Seminar 16

Least Squares Problem

Problem statement

  1. Wide: assume given $m$ pairs of measurements $(x_i, y_i)$, where $ x_i \in \mathbb{R}^n, \; y_i \in \mathbb{R}^p$. Find such function $f$, that
$$ \frac{1}{2}\|f(x_i) - y_i \|^2_2 \to \min $$
  1. Specific: assume given $m$ pairs of measurements $(x_i, y_i)$, where $ x_i \in \mathbb{R}^n, \; y_i \in \mathbb{R}^p$. Find such parametric function $f(x, w)$, that
$$ \frac{1}{2}\|f(x_i, w) - y_i \|^2_2 \to \min_w $$
  1. More specific: assume given $m$ pairs of measurements $(x_i, y_i)$, where $ x_i \in \mathbb{R}^n, \; y_i \in \mathbb{R}$. Find such parametric function $f(x, w)$, that $$ \frac{1}{2} \sum_{i=1}^m(f(x_i, w) - y_i )^2 \to \min_w $$

Linear least squares problem

Consider case of linear dependence between measurements $x_i \in \mathbb{R}^n$ and $y_i \in \mathbb{R}, \; i = 1,\ldots, m$.

Then

$$ f(x, w) = x^{\top}w $$

or

$$ f(X, W) = XW $$

Linear least squares problem is stated in the following form

$$ L(w|X, y) = \frac{1}{2}\sum\limits_{i=1}^m (x^{\top}_i w - y_i)^2 = \frac{1}{2}\|Xw - y \|^2_2 \to \min_w $$

Remark.

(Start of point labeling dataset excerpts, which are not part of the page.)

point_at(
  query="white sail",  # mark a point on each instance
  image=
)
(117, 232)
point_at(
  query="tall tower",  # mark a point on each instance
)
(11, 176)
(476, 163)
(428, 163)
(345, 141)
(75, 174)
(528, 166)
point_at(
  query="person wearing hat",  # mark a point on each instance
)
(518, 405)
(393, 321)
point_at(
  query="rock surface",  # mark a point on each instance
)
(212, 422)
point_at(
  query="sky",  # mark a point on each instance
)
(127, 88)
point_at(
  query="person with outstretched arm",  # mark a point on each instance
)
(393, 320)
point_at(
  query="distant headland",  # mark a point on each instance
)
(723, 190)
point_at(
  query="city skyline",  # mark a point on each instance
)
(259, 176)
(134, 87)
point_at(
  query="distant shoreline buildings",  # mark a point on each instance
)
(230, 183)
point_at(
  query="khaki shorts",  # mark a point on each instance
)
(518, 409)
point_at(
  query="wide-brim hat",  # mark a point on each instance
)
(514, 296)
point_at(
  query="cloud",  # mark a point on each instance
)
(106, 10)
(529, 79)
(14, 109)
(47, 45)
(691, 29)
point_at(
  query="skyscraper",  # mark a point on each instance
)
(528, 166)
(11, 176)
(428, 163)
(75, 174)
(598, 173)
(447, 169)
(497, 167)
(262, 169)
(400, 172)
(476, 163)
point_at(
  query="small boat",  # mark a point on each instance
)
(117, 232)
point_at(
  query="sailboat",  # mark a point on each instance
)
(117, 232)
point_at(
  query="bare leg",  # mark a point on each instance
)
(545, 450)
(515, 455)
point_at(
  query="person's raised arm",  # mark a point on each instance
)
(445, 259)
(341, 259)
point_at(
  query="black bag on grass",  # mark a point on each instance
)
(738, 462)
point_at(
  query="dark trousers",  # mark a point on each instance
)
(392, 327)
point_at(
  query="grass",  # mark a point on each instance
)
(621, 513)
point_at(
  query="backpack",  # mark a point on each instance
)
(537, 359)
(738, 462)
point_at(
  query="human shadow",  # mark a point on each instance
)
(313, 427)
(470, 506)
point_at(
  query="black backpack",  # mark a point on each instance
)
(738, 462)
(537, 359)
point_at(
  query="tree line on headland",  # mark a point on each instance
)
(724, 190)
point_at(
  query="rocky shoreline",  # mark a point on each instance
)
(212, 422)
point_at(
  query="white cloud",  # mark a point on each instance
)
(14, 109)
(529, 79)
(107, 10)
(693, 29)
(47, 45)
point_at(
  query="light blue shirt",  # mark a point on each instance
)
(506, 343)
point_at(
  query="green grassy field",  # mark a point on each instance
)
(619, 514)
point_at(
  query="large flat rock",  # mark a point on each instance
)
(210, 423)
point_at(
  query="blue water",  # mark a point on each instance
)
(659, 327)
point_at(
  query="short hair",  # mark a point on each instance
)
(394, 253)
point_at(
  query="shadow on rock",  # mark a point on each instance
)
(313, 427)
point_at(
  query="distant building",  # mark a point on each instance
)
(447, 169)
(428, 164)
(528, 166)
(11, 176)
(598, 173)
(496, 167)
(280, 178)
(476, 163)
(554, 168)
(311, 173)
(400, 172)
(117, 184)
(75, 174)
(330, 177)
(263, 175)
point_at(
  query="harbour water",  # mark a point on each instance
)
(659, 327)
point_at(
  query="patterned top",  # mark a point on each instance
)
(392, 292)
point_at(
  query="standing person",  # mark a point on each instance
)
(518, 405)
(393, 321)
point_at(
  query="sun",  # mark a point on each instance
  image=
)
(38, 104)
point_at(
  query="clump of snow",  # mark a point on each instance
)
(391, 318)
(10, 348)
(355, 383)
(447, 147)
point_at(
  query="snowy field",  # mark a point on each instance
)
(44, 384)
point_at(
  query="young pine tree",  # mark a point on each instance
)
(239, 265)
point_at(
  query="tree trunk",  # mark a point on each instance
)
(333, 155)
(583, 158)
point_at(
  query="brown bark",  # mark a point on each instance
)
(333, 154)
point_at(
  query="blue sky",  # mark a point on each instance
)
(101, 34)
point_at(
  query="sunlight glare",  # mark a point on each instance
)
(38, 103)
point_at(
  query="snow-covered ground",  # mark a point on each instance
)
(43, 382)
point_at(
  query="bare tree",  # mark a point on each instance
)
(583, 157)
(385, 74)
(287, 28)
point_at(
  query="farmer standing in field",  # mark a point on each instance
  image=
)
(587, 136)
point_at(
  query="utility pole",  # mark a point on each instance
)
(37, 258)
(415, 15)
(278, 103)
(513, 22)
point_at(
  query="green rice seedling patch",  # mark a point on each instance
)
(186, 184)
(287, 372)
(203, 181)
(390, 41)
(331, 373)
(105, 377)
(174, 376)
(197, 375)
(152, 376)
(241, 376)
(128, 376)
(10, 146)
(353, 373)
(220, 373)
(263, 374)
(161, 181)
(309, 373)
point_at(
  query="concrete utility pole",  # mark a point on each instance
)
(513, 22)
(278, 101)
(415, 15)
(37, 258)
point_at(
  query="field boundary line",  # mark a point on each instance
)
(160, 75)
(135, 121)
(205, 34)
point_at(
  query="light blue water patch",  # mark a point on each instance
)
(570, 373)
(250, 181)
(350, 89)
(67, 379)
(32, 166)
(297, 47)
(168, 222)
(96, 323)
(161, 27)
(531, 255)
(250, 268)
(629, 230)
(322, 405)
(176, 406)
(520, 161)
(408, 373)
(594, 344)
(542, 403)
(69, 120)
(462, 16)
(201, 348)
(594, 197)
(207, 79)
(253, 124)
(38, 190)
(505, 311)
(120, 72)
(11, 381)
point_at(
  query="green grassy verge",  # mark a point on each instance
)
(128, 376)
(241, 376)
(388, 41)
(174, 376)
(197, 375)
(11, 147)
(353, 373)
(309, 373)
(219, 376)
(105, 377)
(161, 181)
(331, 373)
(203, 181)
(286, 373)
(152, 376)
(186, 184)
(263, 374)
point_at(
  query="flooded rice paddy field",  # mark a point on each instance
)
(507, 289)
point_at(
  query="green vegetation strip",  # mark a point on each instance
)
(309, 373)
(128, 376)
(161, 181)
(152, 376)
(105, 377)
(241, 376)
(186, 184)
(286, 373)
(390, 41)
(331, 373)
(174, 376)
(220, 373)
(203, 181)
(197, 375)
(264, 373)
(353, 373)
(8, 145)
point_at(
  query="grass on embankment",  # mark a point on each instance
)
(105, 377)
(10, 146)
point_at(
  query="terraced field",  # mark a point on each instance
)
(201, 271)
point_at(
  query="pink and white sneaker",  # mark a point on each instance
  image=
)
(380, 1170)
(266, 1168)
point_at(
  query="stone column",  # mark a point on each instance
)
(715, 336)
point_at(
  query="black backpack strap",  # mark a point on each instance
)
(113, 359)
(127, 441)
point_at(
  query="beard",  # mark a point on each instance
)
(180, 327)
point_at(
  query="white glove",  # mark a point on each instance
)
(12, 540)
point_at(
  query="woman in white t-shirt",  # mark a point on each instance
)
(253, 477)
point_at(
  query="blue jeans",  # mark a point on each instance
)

Further we assume $m \geq n$ и $\mathrm{rank}(X) = n$ except special cases

Normal equation

From the first order necessary optimality condition and convexity of the norm follows

$$ L'(w^* | X, y) = 0 \Rightarrow (X^{\top}X)w^* = X^{\top}y $$

or

$$ w^* = (X^{\top}X)^{-1}X^{\top}y = X^+y = X^{\dagger}y, $$

where $X^{\dagger} = X^+ = (X^{\top}X)^{-1}X^{\top}$ - pseudo-inverse matrix.

Remark: check yourself that you can derive expession for $w^*$!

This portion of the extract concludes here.